采用有限积分法分析了可见光入射薄膜太阳能电池时，电池中金属纳米栅与半导体界面的场分布与能流密度分布，并结合实际太阳光谱分布，提出一种分析太阳能电池陷光能力的计算方法。利用该方法对金、银、铜、铝金属纳米栅的形状与几何参数变化条件下所激发的表面等离激元产生的陷光效果进行了系统研究。结果表明太阳能电池中采用金属纳米栅结构电极可以提高太阳光的有效吸收率；对金属立方栅、锯齿栅(三棱柱)以及圆柱栅结构分析结果表明，采用立方栅结构时陷光效果最好，而且利用铜材料立方栅格结构的陷光效果最佳。当立方栅格高度为30 nm时，总陷光比最高；而立方体栅格的栅格周期决定陷光比峰值位置，栅格长度决定陷光比峰值宽度。所得结果对后续基于表面等离激元的薄膜太阳能电池的设计具有一定的指导意义。

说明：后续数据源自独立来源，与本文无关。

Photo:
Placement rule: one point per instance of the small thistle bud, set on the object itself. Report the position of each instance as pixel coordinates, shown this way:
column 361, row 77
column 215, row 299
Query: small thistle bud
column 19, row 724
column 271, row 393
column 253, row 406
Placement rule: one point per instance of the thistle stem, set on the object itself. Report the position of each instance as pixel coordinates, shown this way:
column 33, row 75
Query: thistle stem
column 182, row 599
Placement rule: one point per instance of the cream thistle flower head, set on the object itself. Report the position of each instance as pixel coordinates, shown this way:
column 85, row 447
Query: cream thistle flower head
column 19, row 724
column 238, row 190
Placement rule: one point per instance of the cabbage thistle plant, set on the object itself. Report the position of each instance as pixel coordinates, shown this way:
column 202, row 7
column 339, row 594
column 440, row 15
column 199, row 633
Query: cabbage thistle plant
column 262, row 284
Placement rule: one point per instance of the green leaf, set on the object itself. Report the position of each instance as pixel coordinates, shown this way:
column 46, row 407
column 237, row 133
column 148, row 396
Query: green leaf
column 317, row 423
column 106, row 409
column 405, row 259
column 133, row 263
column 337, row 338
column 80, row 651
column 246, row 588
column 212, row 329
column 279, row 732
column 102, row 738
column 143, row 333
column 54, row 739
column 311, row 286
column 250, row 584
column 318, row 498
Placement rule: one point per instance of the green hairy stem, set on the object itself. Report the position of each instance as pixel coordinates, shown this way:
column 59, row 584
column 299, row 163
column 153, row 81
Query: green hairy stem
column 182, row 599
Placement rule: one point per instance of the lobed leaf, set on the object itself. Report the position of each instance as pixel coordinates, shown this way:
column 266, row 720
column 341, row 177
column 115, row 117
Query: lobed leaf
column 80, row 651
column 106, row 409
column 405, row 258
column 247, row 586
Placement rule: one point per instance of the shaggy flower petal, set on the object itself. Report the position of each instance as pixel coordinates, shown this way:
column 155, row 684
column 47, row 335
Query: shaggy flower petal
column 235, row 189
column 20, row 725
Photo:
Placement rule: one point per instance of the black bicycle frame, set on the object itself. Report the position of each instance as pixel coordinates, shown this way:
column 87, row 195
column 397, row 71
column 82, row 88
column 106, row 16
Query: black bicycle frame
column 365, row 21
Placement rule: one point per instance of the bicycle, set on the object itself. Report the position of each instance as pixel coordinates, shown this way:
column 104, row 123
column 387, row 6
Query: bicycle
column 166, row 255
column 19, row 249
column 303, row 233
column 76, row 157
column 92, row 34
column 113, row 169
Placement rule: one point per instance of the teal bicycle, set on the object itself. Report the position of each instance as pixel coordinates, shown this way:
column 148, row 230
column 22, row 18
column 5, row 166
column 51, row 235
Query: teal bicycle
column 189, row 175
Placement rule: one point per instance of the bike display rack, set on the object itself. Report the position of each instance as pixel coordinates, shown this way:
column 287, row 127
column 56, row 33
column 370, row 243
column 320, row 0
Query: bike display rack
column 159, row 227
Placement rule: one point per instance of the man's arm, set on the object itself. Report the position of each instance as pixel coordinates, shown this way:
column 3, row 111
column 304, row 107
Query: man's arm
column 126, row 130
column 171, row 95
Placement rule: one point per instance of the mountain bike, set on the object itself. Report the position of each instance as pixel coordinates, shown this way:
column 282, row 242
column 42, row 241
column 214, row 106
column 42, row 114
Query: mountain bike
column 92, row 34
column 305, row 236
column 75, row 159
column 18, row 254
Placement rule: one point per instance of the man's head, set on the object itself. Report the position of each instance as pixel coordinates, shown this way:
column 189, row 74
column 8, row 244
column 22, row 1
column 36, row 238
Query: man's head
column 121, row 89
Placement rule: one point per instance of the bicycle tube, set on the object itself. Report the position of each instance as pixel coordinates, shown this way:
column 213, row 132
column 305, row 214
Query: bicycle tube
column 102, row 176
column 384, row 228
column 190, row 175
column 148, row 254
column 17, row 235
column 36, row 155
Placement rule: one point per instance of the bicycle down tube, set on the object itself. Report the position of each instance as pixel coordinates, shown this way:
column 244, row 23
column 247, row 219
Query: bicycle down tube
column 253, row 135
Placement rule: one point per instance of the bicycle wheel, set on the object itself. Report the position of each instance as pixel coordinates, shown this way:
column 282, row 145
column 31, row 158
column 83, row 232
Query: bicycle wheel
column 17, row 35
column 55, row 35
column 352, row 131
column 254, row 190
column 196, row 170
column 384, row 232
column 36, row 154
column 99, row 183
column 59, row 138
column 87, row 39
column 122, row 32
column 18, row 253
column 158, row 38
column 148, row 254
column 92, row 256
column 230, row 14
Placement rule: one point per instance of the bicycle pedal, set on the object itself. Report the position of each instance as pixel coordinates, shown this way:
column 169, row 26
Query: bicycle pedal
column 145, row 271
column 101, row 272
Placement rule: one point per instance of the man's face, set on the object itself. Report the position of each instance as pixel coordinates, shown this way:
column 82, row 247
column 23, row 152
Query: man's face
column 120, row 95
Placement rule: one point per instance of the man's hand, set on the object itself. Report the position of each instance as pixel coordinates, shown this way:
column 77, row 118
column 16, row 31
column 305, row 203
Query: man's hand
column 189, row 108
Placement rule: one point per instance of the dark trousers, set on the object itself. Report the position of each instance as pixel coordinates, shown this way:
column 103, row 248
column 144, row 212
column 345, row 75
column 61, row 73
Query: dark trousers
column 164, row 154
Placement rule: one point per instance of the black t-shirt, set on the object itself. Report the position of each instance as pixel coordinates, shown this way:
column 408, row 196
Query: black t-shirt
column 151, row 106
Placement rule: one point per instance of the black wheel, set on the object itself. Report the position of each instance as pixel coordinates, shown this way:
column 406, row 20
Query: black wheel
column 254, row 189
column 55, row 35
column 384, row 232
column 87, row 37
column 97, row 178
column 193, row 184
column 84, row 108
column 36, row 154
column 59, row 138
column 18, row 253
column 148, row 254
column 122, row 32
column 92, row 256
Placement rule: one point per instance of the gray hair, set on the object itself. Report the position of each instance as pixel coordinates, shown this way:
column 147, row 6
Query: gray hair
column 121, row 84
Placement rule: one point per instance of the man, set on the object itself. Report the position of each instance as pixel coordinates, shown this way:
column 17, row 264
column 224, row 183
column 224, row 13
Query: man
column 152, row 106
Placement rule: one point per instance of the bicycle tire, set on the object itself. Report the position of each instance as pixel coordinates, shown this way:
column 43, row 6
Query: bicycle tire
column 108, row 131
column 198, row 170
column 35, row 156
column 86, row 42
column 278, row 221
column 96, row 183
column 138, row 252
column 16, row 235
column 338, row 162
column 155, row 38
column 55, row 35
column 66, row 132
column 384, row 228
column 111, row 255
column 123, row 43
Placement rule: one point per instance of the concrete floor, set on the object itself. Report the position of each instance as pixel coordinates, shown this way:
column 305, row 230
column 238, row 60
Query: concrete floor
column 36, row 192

The grating structure on metal contact electrode is designed to couple incident light into surface plasmon ploaritons, and a calculated approach is presented to quantitatively evaluate light trapping properties. It can be found that cube grating made by copper material can obtain the largest efficiency of thin film solar cell. The effect of the structure parameters of solar cell on the light trapping is discussed. An increasement in light trapping will be maximum with 30 nm height grating. The length of grating determines the width of peak in the light trapping spectra, and the period of grating determines the location of peak in the light trapping spectra. The results obtained have significance in further design to get more efficiency thin-film solar cells.